De part et d’autre du local, deux escaliers en colimaçon mènent à une galerie en fer forgé, soutenue par de fines colonnes.

Située au premier étage, elle permet aux deux rangs de fenêtres d’illuminer tout le local.

Cette qualité et cet état de conservation expliquent son classement en 1994.

Enfin, pour remplacer les serres provisoires à la place desquelles est construit l’institut de pharmacie, Noppius réalise un nouvel ensemble de serres - les serres dites basses - à l’avant de l’institut de botanique.

Les deux ensembles de serres sont séparés par une terrasse ornementale de sept mètres de large soutenue par un puissant mur de deux mètres de haut.
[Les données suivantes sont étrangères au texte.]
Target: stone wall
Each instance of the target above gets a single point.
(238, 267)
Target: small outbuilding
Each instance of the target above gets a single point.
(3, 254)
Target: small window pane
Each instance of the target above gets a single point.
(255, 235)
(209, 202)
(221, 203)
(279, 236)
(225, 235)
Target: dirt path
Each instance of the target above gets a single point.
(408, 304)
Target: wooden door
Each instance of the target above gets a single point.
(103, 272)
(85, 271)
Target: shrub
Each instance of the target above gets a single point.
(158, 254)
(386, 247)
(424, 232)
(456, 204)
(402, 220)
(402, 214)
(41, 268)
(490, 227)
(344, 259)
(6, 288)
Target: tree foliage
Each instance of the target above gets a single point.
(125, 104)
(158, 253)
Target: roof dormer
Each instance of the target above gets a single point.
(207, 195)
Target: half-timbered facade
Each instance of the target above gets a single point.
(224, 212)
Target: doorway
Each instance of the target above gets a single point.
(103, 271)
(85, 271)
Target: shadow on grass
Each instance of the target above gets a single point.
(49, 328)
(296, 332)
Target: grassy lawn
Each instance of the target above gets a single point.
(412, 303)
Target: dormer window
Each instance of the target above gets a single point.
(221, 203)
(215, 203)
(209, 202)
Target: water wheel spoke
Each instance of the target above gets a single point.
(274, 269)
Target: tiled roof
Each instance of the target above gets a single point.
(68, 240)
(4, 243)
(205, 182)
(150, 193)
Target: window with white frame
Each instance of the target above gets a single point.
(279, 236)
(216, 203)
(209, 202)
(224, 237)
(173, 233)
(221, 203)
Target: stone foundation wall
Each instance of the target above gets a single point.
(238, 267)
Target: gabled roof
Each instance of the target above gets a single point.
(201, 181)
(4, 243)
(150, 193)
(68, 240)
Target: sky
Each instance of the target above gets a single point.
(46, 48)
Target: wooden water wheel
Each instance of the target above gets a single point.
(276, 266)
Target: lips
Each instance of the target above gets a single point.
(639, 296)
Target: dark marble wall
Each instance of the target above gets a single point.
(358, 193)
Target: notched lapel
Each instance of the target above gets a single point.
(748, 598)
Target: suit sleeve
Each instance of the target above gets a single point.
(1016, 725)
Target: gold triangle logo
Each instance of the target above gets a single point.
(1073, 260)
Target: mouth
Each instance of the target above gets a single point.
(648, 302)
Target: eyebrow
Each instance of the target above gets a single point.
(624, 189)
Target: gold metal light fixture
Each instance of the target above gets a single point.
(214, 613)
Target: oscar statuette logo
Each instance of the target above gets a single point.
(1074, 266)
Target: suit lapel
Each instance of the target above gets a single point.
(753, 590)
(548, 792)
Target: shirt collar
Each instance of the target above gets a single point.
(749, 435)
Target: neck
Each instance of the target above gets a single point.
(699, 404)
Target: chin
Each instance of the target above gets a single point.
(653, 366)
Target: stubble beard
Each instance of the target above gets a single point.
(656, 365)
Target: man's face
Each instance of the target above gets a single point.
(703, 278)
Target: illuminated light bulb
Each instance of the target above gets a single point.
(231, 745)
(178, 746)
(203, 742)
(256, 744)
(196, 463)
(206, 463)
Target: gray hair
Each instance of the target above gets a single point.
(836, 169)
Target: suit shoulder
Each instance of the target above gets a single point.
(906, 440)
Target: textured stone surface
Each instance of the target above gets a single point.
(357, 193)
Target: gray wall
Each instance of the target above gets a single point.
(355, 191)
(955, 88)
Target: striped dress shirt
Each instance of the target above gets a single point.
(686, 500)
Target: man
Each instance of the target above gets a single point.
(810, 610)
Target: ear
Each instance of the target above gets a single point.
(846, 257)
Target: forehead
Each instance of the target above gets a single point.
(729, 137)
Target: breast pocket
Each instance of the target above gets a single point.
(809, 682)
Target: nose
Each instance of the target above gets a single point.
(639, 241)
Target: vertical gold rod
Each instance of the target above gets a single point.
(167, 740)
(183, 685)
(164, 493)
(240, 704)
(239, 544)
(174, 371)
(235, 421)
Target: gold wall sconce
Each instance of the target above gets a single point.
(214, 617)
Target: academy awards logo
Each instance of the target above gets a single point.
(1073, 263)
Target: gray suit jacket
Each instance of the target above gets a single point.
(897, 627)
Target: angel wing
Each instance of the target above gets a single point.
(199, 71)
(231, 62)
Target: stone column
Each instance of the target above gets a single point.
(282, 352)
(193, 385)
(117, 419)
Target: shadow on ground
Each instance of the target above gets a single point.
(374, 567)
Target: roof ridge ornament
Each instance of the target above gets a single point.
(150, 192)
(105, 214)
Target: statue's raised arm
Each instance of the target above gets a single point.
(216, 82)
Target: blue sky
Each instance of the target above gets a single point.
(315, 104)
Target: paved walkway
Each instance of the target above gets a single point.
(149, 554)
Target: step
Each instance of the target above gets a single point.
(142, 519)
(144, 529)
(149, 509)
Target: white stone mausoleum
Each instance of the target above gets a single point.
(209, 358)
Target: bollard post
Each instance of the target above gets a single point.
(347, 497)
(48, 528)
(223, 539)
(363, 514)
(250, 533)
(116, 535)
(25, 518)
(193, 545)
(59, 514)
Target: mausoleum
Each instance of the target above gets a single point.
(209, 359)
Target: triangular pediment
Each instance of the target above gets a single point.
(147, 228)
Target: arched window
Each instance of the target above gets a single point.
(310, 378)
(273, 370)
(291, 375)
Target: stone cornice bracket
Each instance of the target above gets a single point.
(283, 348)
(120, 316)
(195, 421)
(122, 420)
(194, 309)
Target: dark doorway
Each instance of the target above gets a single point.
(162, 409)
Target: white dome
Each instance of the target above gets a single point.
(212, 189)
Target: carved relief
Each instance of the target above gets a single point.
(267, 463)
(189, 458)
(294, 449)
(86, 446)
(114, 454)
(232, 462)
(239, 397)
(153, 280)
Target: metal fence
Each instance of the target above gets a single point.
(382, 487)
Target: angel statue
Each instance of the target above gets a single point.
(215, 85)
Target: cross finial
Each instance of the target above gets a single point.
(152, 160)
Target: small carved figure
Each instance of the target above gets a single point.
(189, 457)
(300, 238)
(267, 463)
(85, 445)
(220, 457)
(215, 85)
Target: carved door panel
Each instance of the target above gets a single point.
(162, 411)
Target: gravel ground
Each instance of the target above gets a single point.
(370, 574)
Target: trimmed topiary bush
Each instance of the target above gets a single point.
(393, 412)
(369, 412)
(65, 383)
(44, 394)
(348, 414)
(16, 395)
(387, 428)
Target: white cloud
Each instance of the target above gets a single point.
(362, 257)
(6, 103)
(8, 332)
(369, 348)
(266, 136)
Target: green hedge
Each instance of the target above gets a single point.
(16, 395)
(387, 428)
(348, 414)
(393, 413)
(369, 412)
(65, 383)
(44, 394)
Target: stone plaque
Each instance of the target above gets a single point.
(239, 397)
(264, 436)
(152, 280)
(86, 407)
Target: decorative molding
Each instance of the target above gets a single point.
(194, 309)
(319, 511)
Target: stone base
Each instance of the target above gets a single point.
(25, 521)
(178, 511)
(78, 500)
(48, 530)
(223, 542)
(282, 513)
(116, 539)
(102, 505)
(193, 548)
La balustrade qui la délimite, ornée de vasques en fonte décorées de mufles de lions (N.B. elles ont été volées la nuit du 24 mars 1994 !), est interrompue par un large escalier à double volée qui donne accès à la cour inférieure.

Des galeries de service, situées sous la terrasse, permettent la communication entre les deux ensembles.

Les serres basses forment un E ouvert vers les serres hautes.

La disposition des deux pavillons d’angle, construits en fer, rappelle celle des grandes rotondes.

Les serres intermédiaires sont réalisées en sapin.

Comme pour les serres hautes, une passerelle dest placé au sommet du faîtage des serres intermédiaires et à la base du lanterneau.

La barre du E est occupée par l’« aquarium ».

Il est construit sur le même schéma et avec les mêmes matériaux que les pavillons d’angle; sa porte est surmontée d’une arcade cintrée forgée fort élégamment.

Cette disposition permet une circulation cohérente.

Toutes les serres communiquent, mais sont séparées par des portes: au nord-est, la serre froide; à l’est, le pavillon tempéré; au sud-est les serres chaudes interrompues par l’« aquarium »; au sud, le pavillon tropical et au sud-ouest, les serres tempérées.

Pour entrer dans les serres froides et tempérées, il faut traverser l’espace de rempotage et une porte intermédiaire.